TSU seeks end of unification council

By Lin Mei-chun  /  STAFF REPORTER

Wed, May 15, 2002 - Page 3

The TSU legislative caucus yesterday proposed the abolishment of the National Unification Council and the National Unification Guidelines, arguing that the concepts that created them are outmoded and no longer popular.

Pressing President Chen Shui-bian (陳水扁) to eliminate the agency next Monday, the second anniversary of his inauguration, the lawmakers stated that only through the annulment of the council would the government be able to sort out a new direction for cross-strait relations.

The initiative was the latest move by the independence-minded party, which constantly points out that as a sovereign state, Taiwan is not part of China.

Last Saturday, the party -- along with some 70 pro-Taiwan groups -- mobilized more than 10,000 people take to the streets of Taipei in support of the campaign to use "Taiwan" as the country's official title.

The council was formed in October 1990 and the guidelines were promulgated in March 1991, under the direction of then-president Lee Teng-hui (李登輝) as an attempt to form a consensus on cross-strait issues.

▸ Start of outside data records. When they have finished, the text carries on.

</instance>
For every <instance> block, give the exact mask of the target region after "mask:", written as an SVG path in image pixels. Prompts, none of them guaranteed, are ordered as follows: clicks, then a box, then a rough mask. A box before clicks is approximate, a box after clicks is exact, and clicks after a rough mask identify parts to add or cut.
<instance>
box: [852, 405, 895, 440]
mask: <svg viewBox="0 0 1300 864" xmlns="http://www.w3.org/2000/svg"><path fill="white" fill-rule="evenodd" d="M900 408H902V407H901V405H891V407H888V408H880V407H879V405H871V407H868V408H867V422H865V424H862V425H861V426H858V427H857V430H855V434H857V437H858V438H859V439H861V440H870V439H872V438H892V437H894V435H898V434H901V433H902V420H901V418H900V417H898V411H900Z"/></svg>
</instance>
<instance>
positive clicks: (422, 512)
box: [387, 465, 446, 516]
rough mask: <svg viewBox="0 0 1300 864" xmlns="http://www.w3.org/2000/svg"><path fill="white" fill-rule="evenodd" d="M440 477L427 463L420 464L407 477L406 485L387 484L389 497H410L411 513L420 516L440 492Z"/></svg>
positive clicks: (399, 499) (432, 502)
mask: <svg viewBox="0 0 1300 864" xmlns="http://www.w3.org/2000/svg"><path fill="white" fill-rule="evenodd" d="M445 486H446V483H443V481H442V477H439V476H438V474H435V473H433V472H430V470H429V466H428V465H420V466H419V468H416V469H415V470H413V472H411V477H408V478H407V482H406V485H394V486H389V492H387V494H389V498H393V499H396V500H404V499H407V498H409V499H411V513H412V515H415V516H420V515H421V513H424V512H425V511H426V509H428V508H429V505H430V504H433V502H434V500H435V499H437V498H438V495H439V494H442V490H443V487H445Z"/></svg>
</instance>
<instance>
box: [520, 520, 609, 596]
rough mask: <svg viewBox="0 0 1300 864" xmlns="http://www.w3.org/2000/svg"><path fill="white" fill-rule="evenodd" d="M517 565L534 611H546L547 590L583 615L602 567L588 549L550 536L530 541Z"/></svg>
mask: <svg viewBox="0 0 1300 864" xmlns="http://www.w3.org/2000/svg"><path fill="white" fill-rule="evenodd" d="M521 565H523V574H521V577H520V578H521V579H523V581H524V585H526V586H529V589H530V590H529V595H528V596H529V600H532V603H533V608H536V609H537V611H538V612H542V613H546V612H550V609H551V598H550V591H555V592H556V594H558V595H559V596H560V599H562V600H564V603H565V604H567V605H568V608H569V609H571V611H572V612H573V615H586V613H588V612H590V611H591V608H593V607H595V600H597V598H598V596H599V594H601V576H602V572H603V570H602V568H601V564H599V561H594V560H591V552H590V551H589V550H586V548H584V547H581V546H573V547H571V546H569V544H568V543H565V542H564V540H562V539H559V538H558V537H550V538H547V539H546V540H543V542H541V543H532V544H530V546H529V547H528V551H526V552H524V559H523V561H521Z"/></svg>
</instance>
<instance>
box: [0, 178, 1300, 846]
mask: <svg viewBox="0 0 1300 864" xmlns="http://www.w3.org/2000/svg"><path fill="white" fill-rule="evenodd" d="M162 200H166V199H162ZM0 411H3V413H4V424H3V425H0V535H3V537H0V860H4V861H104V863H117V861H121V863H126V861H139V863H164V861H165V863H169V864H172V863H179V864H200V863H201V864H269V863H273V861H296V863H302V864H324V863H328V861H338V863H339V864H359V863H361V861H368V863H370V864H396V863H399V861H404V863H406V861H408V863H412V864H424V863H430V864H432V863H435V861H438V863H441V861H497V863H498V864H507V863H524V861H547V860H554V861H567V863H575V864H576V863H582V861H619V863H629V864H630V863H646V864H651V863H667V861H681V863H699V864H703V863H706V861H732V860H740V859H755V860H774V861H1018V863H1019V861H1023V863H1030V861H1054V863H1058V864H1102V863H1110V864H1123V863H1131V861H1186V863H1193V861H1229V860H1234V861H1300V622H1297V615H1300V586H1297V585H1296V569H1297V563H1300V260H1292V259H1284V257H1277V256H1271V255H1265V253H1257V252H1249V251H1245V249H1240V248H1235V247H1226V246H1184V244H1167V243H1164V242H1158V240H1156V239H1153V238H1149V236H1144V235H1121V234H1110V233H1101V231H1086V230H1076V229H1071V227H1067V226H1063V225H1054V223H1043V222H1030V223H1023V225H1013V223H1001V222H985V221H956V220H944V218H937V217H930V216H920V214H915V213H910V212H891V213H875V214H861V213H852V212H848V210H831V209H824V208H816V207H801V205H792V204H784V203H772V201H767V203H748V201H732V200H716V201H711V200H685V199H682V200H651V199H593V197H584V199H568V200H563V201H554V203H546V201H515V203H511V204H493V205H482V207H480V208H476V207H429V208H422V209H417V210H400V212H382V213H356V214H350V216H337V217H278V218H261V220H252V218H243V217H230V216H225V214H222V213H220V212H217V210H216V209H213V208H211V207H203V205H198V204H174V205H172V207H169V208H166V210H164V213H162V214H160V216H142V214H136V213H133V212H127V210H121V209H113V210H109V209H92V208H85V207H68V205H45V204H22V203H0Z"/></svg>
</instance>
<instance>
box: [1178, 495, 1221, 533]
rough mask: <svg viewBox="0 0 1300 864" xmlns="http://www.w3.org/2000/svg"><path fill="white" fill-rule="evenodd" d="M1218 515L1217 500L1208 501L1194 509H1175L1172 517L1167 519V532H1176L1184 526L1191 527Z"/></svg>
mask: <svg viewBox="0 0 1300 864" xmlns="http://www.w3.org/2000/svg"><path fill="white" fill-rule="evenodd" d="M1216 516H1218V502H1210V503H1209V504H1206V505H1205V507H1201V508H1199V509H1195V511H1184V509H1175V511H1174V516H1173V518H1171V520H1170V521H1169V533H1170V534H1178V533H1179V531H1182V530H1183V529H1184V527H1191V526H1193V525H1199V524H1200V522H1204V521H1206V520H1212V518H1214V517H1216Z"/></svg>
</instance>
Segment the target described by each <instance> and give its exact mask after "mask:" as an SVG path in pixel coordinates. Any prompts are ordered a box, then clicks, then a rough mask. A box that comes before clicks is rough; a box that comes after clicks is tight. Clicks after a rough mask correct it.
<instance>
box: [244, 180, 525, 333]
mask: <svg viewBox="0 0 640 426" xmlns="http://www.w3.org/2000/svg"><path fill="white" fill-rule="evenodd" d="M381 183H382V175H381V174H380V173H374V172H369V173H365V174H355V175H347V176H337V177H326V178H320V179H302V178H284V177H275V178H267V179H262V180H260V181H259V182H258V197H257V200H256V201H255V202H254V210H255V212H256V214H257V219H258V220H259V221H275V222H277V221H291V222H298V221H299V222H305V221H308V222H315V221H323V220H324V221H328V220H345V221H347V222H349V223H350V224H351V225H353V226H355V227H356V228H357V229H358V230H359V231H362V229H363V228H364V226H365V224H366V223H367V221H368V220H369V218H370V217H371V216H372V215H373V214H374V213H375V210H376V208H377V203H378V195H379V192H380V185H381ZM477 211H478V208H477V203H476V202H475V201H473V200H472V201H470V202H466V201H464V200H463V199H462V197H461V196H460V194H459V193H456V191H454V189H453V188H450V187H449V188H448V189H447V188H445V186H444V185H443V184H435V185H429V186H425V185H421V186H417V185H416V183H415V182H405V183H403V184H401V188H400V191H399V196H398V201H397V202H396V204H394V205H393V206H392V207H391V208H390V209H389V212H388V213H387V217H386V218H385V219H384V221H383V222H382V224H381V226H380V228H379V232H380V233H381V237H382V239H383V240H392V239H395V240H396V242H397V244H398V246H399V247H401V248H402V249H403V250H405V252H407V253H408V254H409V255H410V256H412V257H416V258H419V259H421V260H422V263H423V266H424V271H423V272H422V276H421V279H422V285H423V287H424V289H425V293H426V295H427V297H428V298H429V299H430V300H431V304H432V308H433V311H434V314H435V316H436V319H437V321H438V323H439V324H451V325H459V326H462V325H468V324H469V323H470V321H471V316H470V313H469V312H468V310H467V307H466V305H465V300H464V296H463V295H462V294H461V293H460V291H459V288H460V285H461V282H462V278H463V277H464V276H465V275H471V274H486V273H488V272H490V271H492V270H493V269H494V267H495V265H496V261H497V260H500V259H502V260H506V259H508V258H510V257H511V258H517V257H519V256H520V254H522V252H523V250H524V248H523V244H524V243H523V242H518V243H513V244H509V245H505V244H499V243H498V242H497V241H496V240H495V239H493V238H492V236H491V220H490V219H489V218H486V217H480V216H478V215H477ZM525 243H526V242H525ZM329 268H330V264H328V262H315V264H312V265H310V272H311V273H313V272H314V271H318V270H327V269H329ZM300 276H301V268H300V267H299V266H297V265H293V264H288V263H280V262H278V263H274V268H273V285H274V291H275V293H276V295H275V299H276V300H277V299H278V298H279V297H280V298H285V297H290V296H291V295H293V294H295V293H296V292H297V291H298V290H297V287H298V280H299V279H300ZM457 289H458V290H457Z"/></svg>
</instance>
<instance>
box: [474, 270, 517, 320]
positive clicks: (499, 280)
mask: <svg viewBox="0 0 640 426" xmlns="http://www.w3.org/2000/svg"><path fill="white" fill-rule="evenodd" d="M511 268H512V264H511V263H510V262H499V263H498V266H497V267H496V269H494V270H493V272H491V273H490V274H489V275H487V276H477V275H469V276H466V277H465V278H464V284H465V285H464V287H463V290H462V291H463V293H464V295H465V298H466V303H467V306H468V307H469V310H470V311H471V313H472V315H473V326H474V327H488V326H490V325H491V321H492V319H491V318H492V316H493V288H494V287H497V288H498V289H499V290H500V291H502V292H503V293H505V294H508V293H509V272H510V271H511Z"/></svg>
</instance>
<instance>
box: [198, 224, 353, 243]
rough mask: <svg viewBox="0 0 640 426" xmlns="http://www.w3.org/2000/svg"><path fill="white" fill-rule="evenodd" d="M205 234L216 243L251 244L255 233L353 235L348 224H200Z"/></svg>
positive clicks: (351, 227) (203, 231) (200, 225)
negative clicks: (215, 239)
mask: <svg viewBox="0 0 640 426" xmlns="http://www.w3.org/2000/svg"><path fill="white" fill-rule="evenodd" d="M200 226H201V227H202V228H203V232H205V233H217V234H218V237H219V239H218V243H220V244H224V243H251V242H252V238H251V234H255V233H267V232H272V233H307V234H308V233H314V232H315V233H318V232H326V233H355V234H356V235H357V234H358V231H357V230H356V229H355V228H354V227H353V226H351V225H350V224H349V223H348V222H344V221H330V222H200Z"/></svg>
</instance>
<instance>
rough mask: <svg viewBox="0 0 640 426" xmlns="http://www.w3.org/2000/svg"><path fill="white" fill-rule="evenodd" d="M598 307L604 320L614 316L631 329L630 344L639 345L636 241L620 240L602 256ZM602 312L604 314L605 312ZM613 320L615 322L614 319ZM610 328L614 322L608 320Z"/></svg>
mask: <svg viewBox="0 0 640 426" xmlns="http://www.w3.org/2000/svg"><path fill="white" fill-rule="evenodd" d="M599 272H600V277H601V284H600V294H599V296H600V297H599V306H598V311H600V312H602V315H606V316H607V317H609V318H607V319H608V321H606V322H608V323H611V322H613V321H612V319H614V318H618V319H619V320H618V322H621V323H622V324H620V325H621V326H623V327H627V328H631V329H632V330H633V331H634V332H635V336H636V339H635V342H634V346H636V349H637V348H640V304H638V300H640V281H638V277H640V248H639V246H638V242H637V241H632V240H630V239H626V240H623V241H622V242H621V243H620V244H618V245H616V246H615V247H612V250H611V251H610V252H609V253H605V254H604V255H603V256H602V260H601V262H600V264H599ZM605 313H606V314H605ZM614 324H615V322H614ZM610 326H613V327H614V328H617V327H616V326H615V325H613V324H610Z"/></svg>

Seeing the council and the guidelines as merely a way for the ex-president to placate his former opponents, the TSU has set out to rid the nation of an agency it deems no longer of use.

"Taiwan's political environment has changed tremendously since the time the guidelines were declared. Given that the guidelines have failed, it is fitting to say that the [guidelines] are now historical documents," said TSU lawmaker Lo Chih-ming (羅志明).

"If Taiwan remains constrained by the guidelines, it is no different from being sent to the eternal prison of `one China,' or `one China, two systems.' Taiwan would never be free of its international isolation."

The lawmakers said that they received Lee's approval for the initiative before raising the motion, as the council and the guidelines were established under his administration. The former president is regarded as their spiritual leader.

The former president said he was supportive of the plan because the council and the guidelines were products of a political compromise and China's suppression at the time, according to Lo.

According to Lee, peace across the Strait can only be attained if China forsakes taking Taiwan by force. As the council and guidelines have failed to achieve this aim, "their existence is no longer of any significance."

In the proposal, the TSU notes that the function of the council is to expedite the unification of the country, yet the premise of unification has become a political sacred cow waiting to be challenged.

The pro-Taiwan party stressed that since unification is not their only choice, the people in Taiwan should be given the right to decide on the nation's development and its relations with China.

They urged the president to replace the council and the guidelines with a National Development Committee with National Development Guidelines to better-reflect public opinion and to alter the contentious nature of the unification-independence debate.

It is a widely shared view that the reason President Chen has never held a council meeting is that the agency's purpose contradicts his political beliefs.